Географическое соседство, общая граница, которая многократно менялась, привязывает друг к другу и побуждает вести диалог. Но отношения между соседями всегда складываются напряженно. Часто народы родственные и близкие менее способны понять друг друга, чем далекие и чужие. Родственный язык часто воспринимается как порча собственного языка. Чужим многое прощают, но близким часто ничего не хотят простить. Как в семейной жизни.

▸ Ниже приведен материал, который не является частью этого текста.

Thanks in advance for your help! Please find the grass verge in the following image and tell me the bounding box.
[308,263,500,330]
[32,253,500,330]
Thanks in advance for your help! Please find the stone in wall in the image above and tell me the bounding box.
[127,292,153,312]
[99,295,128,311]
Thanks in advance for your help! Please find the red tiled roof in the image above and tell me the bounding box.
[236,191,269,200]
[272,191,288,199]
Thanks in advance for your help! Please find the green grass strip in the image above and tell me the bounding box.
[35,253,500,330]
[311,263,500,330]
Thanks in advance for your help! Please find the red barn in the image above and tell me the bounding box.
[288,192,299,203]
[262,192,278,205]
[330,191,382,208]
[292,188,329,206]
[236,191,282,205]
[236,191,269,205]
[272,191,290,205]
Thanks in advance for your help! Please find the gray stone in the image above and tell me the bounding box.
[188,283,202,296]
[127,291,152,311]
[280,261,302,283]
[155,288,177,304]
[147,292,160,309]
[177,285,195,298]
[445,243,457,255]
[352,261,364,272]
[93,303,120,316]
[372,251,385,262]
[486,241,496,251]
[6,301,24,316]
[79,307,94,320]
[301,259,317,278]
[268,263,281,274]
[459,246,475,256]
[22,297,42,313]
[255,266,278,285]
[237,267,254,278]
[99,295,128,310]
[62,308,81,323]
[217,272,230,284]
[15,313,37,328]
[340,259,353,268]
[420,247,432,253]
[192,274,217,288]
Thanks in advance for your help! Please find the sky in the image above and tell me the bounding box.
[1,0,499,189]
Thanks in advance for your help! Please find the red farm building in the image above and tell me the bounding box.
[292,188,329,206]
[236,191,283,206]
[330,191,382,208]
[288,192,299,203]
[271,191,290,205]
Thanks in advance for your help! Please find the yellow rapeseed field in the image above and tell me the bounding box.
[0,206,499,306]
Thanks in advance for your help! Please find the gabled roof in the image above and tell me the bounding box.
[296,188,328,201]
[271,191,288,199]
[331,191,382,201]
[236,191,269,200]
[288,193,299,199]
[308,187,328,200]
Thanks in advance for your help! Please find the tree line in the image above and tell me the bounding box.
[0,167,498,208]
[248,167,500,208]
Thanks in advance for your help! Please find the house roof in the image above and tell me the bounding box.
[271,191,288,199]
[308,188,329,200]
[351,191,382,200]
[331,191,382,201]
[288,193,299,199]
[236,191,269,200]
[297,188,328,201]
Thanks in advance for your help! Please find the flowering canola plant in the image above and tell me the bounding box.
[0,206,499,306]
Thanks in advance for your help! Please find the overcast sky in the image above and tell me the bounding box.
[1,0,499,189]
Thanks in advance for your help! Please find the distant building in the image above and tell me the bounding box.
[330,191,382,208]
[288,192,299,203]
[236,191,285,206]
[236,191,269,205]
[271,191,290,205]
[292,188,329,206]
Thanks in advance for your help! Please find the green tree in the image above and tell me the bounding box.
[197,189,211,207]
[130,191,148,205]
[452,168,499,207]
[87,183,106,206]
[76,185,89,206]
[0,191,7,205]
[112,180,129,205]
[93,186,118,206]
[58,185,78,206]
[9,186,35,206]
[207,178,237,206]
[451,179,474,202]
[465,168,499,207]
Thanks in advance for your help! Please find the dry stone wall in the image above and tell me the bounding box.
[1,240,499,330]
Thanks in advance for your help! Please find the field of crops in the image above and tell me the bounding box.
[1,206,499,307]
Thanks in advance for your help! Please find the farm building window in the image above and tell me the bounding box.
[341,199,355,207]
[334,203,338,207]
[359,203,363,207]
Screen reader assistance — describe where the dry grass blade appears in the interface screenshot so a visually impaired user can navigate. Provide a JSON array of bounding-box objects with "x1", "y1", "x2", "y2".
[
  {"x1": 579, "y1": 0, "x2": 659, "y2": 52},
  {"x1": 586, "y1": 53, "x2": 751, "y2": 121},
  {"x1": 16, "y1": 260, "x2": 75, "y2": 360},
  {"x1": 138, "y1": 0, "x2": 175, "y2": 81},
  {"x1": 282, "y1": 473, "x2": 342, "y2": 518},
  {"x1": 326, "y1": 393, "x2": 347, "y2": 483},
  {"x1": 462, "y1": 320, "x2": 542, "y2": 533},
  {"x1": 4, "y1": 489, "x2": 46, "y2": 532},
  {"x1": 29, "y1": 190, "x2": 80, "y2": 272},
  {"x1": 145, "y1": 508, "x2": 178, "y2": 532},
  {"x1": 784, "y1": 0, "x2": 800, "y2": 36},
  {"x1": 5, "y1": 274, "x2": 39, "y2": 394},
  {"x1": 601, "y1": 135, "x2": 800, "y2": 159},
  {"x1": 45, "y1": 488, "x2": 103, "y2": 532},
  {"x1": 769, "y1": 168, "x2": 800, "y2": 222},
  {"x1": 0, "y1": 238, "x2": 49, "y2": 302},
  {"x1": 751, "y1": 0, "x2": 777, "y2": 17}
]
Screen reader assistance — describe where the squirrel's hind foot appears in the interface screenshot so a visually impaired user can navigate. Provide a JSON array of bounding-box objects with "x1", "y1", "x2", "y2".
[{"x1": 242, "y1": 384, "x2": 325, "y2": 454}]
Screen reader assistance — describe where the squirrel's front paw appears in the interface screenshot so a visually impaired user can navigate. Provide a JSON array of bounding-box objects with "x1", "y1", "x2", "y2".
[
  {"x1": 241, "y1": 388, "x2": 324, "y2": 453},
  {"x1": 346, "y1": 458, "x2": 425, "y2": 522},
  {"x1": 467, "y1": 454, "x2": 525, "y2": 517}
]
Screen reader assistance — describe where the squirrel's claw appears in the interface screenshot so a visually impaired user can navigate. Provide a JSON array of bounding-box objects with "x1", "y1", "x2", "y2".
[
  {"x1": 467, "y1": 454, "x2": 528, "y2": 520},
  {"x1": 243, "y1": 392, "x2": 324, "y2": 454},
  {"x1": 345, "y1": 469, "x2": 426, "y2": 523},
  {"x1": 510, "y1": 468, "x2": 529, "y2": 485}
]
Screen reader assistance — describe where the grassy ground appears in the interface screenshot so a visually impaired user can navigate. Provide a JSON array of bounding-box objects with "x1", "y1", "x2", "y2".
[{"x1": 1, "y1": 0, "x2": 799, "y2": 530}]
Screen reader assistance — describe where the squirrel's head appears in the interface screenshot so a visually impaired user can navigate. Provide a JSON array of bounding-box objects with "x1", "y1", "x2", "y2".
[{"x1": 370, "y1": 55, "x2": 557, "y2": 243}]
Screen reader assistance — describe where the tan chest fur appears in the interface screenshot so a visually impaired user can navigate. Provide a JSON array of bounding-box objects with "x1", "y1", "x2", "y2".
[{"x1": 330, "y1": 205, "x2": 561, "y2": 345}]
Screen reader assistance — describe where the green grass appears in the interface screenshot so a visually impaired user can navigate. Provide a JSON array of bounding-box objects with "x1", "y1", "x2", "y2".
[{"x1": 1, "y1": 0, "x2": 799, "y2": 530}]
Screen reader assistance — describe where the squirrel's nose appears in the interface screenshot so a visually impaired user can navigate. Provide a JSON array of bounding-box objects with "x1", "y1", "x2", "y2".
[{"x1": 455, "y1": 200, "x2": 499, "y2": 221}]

Противостояние двух соседей порождает общую военную историю. Уже при первом упоминании о Польше и поляках в древнейшей русской летописи «Повесть временных лет» (начало XII в.) говорится о столкновении интересов Руси и Польши. Православный автор этой хроники рассматривает поляков, зараженных, как чумой, латинской верой, запрещает даже пировать с ними и гневается по поводу постоянных набегов соседей, но в то же время утверждает этническое родство русских и поляков, осуждает взаимные споры и претензии.

Отношение между двумя этническими группами, тем более соседними, всегда характеризует противопоставление одного этноса другому, противопоставление «мы» — «они», часто «свои» — «чужие», или, как говорили еще в древнем Риме, — «hospes, hostis». Еще до становления ясно выраженного национального сознания происходило осознание отличия своей этнической группы от иной в плане обычаев, конфессии, общественного устройства и языка. Таким образом происходило и постижение «своего», ибо «свое» не только более зримо выступает на фоне «чужого», но и формируется во взаимодействии с ним, оценивается в сопоставлении с ним.

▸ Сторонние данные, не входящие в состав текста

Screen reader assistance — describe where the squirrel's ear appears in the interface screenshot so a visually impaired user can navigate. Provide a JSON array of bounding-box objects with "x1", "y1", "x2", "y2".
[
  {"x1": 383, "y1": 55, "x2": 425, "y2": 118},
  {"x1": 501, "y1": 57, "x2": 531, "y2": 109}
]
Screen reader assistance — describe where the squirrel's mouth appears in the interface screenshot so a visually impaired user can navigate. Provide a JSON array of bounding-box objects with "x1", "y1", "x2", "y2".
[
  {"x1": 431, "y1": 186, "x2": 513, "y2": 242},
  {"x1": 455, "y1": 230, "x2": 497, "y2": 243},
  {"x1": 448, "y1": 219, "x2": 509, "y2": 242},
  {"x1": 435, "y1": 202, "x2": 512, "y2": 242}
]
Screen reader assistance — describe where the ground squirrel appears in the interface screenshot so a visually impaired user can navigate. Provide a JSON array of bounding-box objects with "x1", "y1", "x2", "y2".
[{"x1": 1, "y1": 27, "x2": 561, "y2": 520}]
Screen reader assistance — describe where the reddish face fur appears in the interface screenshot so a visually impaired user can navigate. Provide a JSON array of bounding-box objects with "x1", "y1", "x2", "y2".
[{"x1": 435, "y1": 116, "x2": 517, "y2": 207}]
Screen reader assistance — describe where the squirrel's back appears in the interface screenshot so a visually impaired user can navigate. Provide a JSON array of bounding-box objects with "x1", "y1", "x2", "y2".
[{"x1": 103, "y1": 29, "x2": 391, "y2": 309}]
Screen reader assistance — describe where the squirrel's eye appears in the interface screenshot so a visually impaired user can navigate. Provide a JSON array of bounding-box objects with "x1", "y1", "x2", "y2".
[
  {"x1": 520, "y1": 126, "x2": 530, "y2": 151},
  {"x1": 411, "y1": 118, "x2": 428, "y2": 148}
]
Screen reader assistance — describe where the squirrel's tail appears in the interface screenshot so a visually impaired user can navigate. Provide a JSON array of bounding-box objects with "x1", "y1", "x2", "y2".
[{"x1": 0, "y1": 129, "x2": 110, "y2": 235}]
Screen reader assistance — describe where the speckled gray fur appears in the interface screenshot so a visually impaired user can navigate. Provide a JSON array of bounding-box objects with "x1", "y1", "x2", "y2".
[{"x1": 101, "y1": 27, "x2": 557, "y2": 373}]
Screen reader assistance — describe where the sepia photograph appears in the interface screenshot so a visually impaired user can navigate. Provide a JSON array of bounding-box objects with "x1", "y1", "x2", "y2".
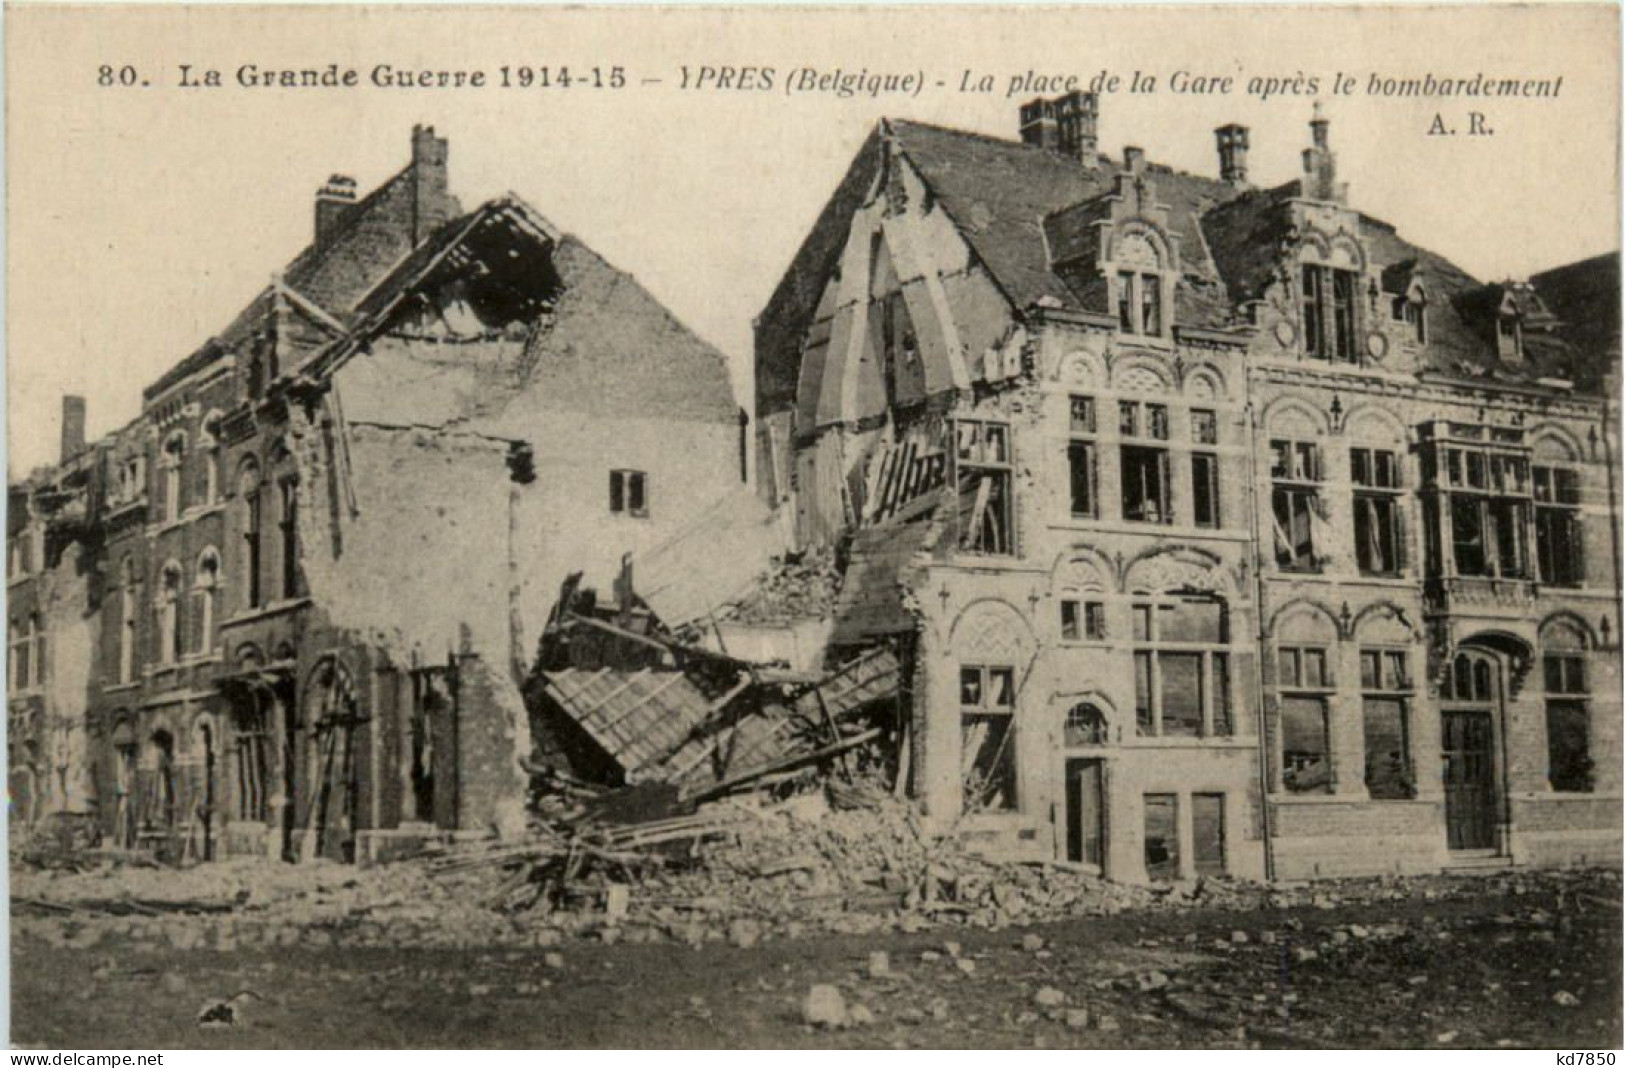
[{"x1": 4, "y1": 2, "x2": 1621, "y2": 1051}]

Существенный момент для формирования негативного образа соседа — военные конфликты. Военные столкновения — они перемежались периодами военно-политических союзов — между Россией и Польшей не прекращались на протяжении всей истории, вплоть до ХХ века. Военно-политический антагонизм, конечно, наложил отпечаток на формирование негативного этнического стереотипа соседа в каждой из национальных культур. Формирование основ такого стереотипа запечатлено в фольклоре, в народных пословицах и поговорках. При этом для польского фольклора характерно, что образ Москаля по степени отрицательного эмоционального накала конкурирует с образом Шваба, что вполне объяснимо, если вспомнить метафору о русском молоте и прусской наковальне, между которыми пришлось существовать Польше («Хромой или рогатый, Шваб или Москаль — один черт» — «Kusy czy  rogatySzwab  czy Moskaldiabła  wart»).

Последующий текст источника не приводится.